S'ensuit, quelques jours plus tard, un accord avec un deuxième opérateur, Bouygues Telecom, qui devrait proposer également l'offre couplée Téléfoot-Netflix, contrairement à SFR. Des discussions sont également toujours en cours avec Facebook, Amazon et YouTube pour la distribution. Les complexités techniques notamment freineraient certains rapprochements. Free, qui possède sa propre offre de Ligue 1 en quasi-direct, ne semble de son côté pas pressé de conclure un accord et Orange, l'opérateur télécom le plus puissant, n'a pas encore signé.
Mediapro aurait d'abord réclamé un important minimum garanti (MG) aux opérateurs traditionnels, de l'ordre de 150 à 200 M€ par saison, afin de sécuriser ses revenus. « On n'a jamais demandé ce type de prix, dément Jaume Roures. Le MG, ce n'est pas un caprice de Mediapro, c'est la façon dont le secteur s'organise depuis longtemps. Il faut simplement s'assurer que Téléfoot soit mise en avant dans les offres pour être connue et générer des abonnements. On a trouvé d'autres formules qui n'utilisent pas le mot MG. »

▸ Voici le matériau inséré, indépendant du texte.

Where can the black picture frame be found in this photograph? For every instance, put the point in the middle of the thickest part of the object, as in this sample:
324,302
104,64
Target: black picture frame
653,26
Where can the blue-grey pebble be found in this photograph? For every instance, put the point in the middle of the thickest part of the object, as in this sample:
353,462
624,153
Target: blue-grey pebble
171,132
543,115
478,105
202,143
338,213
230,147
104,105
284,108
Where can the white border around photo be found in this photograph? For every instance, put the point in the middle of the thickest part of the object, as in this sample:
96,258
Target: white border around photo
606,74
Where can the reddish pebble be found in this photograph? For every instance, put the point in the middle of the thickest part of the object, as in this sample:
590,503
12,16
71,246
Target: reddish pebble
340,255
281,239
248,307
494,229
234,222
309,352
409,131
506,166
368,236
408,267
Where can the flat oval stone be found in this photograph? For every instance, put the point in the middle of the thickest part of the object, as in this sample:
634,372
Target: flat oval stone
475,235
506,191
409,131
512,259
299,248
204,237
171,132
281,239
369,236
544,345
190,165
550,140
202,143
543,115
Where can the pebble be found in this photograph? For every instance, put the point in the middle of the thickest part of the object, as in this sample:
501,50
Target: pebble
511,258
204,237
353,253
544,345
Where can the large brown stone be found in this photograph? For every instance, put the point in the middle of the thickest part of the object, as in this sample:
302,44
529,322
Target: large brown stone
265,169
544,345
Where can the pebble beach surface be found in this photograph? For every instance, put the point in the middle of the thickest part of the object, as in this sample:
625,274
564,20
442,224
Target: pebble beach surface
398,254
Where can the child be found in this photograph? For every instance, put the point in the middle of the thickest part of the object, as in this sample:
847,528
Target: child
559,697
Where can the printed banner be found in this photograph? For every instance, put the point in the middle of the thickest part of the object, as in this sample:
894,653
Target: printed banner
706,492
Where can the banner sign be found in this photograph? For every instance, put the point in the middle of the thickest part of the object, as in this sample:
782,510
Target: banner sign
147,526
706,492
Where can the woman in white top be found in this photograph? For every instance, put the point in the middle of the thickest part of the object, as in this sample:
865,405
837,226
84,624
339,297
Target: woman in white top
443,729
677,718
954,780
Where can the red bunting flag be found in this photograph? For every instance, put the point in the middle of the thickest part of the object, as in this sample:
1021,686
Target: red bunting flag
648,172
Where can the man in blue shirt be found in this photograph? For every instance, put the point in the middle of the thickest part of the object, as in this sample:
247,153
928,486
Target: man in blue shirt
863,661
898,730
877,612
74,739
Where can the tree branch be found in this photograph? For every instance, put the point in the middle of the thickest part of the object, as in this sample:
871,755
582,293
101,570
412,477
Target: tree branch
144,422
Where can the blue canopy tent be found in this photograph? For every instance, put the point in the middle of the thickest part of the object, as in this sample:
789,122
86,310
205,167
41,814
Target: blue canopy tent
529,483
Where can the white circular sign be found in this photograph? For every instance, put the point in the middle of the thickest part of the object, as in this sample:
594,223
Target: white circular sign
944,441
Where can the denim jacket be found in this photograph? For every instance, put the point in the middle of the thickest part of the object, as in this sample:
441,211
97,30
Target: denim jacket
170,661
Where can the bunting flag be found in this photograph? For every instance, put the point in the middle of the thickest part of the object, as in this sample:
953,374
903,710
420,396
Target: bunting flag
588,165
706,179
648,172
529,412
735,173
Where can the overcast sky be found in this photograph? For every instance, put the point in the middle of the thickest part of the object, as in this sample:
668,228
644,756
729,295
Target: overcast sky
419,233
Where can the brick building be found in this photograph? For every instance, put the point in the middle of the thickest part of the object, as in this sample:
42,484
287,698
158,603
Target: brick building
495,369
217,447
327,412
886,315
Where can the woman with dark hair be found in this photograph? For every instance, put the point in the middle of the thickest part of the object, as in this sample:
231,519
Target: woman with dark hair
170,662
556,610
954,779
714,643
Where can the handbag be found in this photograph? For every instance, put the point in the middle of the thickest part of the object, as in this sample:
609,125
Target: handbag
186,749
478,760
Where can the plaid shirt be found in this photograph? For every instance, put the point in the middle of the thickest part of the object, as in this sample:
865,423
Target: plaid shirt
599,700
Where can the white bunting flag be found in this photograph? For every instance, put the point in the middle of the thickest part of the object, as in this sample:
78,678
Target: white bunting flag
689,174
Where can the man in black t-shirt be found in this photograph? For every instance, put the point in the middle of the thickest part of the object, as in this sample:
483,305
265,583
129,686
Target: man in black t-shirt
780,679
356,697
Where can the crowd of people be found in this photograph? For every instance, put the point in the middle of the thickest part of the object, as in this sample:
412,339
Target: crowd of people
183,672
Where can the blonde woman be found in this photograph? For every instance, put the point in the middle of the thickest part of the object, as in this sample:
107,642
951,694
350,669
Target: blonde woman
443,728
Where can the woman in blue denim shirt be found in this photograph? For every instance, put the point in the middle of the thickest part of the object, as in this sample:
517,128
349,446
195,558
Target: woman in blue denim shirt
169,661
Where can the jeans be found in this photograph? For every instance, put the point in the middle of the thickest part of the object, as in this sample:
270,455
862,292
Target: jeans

Un accord reste très attendu des consommateurs, notamment ceux qui passent par le satellite. Sauf que le groupe Canal+, puissant distributeur du sport à la télévision, n'a plus échangé sur ce point depuis plus d'un an avec Mediapro. De part et d'autre, on s'observe. Le Classique PSG-OM, programmé le 13 septembre, pourrait mettre un peu la pression sur les deux parties. « Attendons que les choses se reposent, que la Ligue démarre, le Covid est encore présent... La situation est très complexe, il faut être patient », estime Roures, tandis que Julien Bergeaud reconnaît avoir prévu que « Canal+ ne serait pas là au début de l'aventure », toujours programmée - si le virus n'en décide pas autrement - vendredi, à 19 heures, avec OM - Saint-Étienne.
« Bien sûr, je préférerais distribuer Téléfoot, assure de son côté Maxime Saada. Mais cela dépend du prix. Si je peux le proposer à nos abonnés à un coût raisonnable, je leur propose! » Téléfoot pourra-t-elle s'en passer sur le long terme tout en atteignant son objectif de 3,5 millions d'abonnés ? « Difficile de répondre, reconnaît Jaume Roures. On s'est renvoyé à plusieurs reprises cette phrase, Maxime et moi : le foot ne peut pas vivre sans Canal et Canal ne peut pas vivre sans le foot... On verra... »
(*) Il obtiendra ensuite la majorité des droits de la Ligue Europa et de la future Ligue Europa Conference.